Almost everybody has something they excel at and they would not be successful at it if the creative process didn't enter into it. Their job, cooking, gardening, child rearing-the list could go on and on. If you really do feel that not being a maker of some sort is leaving an empty space in your life, go for it. Take a simple class to start with, there are many out there to choose from; get some friends together and do the "drink and draw" thing or take a clay or jewelry class from a local guild or shop. Learn to say "Why not?" instead of just "Why?". Look, I can't promise you a great spiritual enlightenment experience, and being of the Zen Buddhist ilk I wouldn't try (we are all about the here and now). I am simply encouraging you to give up preconceived notions as to what art and creativity are as well as ditching the notion of "right and wrong" in order to find your own voice. Once you come across the medium that you find fascinating doing it over and over becomes something you can't wait to do; the excellence at it is simply the byproduct of your enthusiasm for that medium.

Come see what I have been up to this weekend at The Moscow Renaissance Fair, East City Park, Moscow Idaho on Saturday and Sunday. Don't forget to check out the classes in the box on the right side of the page-sign up soon!

Every art fair should have a dragon.

Monday, April 30, 2018

Spring is Here!

"The worst enemy to creativity is self-doubt."
Sylvia Plath

Arrowleaf Balsamroot and Cottonwood catkins

Saturday, April 14, 2018

Waiting for Spring

"The position of the artist is humble. He is essentially a channel."
Piet Mondrian 1872-1944

Working with some very old pressed leaves passed along to me by a friend. They still work!

Wednesday, April 11, 2018

Leave it to Beaver

While out walking a few weeks ago I discovered the beavers had been busy harvesting the cottonwoods along the river.

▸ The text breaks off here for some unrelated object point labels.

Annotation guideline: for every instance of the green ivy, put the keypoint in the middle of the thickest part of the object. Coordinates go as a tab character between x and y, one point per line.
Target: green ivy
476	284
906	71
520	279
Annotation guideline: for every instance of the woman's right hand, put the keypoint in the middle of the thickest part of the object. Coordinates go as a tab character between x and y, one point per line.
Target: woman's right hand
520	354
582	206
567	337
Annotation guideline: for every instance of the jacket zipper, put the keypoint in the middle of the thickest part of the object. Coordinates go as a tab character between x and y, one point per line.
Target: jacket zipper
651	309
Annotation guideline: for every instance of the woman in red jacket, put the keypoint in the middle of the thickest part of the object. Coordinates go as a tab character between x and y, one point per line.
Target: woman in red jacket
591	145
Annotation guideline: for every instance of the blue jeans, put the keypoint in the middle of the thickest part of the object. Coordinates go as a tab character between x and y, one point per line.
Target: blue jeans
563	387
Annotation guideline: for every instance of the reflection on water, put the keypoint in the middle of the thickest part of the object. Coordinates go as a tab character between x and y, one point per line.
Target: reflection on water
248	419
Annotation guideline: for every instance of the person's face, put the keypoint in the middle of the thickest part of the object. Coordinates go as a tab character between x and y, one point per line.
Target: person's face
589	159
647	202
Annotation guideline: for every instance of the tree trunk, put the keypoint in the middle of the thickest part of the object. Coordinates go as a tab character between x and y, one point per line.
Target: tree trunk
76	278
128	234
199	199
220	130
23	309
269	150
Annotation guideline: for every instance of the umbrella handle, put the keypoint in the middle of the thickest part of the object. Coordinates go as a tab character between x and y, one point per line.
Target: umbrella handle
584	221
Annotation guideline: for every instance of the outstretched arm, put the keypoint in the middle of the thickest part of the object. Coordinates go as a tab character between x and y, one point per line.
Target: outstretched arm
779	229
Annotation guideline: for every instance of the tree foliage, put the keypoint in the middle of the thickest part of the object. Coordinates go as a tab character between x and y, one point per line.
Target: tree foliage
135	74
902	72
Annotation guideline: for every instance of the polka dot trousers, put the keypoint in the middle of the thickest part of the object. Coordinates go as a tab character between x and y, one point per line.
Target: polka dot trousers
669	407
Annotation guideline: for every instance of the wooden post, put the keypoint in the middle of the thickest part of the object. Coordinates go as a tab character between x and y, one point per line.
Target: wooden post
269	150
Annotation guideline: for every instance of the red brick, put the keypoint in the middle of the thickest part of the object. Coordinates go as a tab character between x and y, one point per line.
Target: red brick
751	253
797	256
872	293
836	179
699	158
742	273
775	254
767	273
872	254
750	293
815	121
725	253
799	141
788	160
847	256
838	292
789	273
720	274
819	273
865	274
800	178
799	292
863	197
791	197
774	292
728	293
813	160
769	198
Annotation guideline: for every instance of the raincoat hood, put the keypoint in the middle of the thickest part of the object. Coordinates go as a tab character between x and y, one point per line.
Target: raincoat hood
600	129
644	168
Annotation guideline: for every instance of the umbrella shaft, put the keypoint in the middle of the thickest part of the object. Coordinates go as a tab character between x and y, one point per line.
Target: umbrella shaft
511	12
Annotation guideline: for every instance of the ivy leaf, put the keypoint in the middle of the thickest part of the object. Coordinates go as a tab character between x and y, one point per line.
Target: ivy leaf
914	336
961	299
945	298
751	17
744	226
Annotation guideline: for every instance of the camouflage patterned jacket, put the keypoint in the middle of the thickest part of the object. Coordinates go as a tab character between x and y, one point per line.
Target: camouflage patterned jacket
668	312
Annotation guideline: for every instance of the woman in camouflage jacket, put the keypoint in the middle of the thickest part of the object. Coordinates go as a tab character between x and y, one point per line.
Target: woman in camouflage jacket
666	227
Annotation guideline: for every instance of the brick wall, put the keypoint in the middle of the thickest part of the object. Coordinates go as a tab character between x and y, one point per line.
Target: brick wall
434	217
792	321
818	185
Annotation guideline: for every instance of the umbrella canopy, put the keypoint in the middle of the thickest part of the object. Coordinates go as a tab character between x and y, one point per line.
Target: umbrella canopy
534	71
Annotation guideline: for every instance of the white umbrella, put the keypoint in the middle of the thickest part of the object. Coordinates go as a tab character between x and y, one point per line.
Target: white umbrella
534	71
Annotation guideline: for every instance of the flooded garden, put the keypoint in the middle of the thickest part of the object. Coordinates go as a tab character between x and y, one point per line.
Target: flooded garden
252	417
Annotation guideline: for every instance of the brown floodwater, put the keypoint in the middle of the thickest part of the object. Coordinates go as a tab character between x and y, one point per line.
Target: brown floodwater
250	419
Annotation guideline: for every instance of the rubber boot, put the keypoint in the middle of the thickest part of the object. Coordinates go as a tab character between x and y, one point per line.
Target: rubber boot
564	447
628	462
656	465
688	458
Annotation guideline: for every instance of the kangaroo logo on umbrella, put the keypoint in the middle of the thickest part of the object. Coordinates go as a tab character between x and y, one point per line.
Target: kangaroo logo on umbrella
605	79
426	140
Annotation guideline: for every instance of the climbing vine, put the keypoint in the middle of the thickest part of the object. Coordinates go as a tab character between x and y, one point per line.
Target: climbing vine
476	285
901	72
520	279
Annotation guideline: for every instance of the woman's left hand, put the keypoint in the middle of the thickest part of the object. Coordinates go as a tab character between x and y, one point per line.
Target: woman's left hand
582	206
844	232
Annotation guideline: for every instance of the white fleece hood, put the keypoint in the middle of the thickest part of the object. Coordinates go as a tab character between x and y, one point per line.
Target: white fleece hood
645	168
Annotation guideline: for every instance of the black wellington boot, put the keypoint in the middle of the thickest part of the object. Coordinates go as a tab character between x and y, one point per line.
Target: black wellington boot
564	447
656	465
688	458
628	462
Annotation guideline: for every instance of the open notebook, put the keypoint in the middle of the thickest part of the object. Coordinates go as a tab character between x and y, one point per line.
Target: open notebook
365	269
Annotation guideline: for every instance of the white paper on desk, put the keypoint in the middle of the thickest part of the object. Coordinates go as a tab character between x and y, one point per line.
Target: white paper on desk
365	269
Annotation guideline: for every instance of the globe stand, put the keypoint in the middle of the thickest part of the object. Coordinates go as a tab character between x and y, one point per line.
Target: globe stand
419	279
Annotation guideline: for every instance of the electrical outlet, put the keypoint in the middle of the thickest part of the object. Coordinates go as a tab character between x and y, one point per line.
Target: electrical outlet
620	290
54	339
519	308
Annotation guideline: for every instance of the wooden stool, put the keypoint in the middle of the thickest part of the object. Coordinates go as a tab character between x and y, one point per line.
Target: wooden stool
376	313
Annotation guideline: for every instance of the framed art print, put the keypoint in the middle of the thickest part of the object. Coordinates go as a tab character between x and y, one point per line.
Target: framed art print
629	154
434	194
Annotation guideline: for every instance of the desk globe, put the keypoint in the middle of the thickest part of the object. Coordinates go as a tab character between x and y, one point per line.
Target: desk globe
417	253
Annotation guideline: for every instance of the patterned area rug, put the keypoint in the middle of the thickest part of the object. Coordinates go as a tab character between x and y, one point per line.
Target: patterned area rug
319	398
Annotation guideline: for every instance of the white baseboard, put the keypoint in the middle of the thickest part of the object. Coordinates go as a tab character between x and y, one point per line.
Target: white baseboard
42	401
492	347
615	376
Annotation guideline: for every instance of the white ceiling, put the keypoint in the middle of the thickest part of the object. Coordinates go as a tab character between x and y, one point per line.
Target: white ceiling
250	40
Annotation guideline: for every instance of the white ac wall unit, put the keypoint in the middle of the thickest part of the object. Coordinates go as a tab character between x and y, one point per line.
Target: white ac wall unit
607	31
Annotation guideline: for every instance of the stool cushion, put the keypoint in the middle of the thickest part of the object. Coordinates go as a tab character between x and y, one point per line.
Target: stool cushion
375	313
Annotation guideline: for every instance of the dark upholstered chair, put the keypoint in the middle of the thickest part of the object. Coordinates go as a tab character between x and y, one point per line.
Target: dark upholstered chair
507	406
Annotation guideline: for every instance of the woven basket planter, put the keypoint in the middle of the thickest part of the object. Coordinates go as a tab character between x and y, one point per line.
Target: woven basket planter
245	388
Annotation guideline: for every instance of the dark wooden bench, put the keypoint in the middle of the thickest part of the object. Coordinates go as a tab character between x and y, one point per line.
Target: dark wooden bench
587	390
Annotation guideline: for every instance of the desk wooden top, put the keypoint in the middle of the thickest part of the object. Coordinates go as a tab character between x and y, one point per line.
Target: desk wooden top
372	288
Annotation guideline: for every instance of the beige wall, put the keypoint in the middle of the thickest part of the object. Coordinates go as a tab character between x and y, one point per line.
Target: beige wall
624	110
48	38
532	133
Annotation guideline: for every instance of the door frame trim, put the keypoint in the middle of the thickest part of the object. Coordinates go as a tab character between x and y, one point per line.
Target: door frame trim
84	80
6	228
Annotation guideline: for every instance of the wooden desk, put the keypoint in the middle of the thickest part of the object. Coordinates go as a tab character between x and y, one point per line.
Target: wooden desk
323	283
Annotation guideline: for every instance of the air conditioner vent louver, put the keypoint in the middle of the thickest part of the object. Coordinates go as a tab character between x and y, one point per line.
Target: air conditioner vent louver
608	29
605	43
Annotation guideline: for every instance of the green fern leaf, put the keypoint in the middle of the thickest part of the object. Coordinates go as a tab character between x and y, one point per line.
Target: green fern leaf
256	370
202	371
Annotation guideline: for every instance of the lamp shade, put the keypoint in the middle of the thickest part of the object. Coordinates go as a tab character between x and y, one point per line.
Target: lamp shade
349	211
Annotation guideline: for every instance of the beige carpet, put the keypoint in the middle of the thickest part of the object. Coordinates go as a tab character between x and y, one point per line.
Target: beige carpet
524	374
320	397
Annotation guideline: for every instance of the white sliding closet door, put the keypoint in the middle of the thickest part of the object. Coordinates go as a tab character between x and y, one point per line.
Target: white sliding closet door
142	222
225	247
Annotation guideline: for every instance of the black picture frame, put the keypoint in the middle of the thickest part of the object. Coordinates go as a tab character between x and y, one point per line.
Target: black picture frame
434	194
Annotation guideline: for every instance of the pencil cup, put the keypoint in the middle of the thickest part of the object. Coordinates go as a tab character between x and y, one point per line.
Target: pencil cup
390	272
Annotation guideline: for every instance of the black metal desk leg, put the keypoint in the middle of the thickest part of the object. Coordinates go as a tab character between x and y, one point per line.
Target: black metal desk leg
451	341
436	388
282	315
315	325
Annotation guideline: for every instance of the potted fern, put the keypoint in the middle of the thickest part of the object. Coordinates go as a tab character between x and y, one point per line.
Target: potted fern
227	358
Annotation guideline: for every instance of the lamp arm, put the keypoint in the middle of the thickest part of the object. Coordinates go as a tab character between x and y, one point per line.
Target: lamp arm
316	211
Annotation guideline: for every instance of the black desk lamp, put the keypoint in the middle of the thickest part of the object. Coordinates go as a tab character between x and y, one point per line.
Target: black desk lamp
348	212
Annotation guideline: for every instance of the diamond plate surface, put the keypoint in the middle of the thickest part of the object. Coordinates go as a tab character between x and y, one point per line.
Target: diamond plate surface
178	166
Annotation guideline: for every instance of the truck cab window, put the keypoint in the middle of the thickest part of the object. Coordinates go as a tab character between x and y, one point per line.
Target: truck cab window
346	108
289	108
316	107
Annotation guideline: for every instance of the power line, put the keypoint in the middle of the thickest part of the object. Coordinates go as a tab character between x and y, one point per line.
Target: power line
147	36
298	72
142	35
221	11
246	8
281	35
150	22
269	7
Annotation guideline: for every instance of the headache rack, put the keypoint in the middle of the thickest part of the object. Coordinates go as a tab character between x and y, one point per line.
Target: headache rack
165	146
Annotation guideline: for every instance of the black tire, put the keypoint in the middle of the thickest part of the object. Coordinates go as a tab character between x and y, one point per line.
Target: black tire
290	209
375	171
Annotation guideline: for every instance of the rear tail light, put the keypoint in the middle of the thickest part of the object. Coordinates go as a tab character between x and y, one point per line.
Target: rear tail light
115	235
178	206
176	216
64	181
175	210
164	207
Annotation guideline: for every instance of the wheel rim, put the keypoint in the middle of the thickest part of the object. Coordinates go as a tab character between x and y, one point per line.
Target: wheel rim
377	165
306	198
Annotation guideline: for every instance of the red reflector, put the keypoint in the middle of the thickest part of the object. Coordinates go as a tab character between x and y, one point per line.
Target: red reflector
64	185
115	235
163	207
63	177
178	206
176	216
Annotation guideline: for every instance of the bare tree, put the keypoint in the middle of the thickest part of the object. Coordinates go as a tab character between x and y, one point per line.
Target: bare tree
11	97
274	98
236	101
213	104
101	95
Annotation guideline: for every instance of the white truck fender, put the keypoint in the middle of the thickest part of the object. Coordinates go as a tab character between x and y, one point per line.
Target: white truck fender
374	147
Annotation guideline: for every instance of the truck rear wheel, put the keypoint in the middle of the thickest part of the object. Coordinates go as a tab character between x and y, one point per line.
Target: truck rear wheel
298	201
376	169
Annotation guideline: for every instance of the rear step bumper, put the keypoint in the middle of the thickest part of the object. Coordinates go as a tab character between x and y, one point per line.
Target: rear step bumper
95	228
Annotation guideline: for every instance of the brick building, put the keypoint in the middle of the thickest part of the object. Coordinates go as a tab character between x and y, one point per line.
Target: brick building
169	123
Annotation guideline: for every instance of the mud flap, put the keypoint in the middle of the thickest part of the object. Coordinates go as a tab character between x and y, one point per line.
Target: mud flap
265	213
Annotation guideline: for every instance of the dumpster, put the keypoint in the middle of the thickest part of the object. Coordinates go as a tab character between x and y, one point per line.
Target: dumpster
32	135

They left many little chips and pieces around, so being the hoarder that I am, I picked up a sack's worth and brought them home. I thought I had read somewhere that the inner bark layer was used for medicine and dye. After further research I did find it listed as a medicine, but not a dye. This has never stopped me before. After the soaking I opened the jar and it had this tannin smell, so I figured it should be good for something.

Beavers in action

I put the chips in a jug of rainwater and let them set for several days

Note the color change in the water

I put the liquid in a pan and put in various pieces of fabric. This is not entirely scientific, as I put in two pieces of silk, one pretreated with alum and one with steel wool along with two pieces of cotton that had no pretreatment. After this I treated one piece of cotton with alum and one with copper liquor. As you can see, not much to write home about. I decided to eco print on the samples to see what would come of that. The backgrounds on all of these are darker than they appear here, I am still fumbling around with the new phone camera. While I have no idea how much tannin may actually be in cottonwood bark, it did smell that way and I do think the prints on the cotton are darker and more detailed than they would have been otherwise. On the silk there wasn't that much difference one way or the other. We will see what happens down the road when I get around to rinsing them out.

Cotton with alum. Maples and dry hollyhock

Cotton with copper mordant. Maples, eucalyptus.

Silk with alum. Various maples
Silk with steel wool. Maples and dry hollyhock.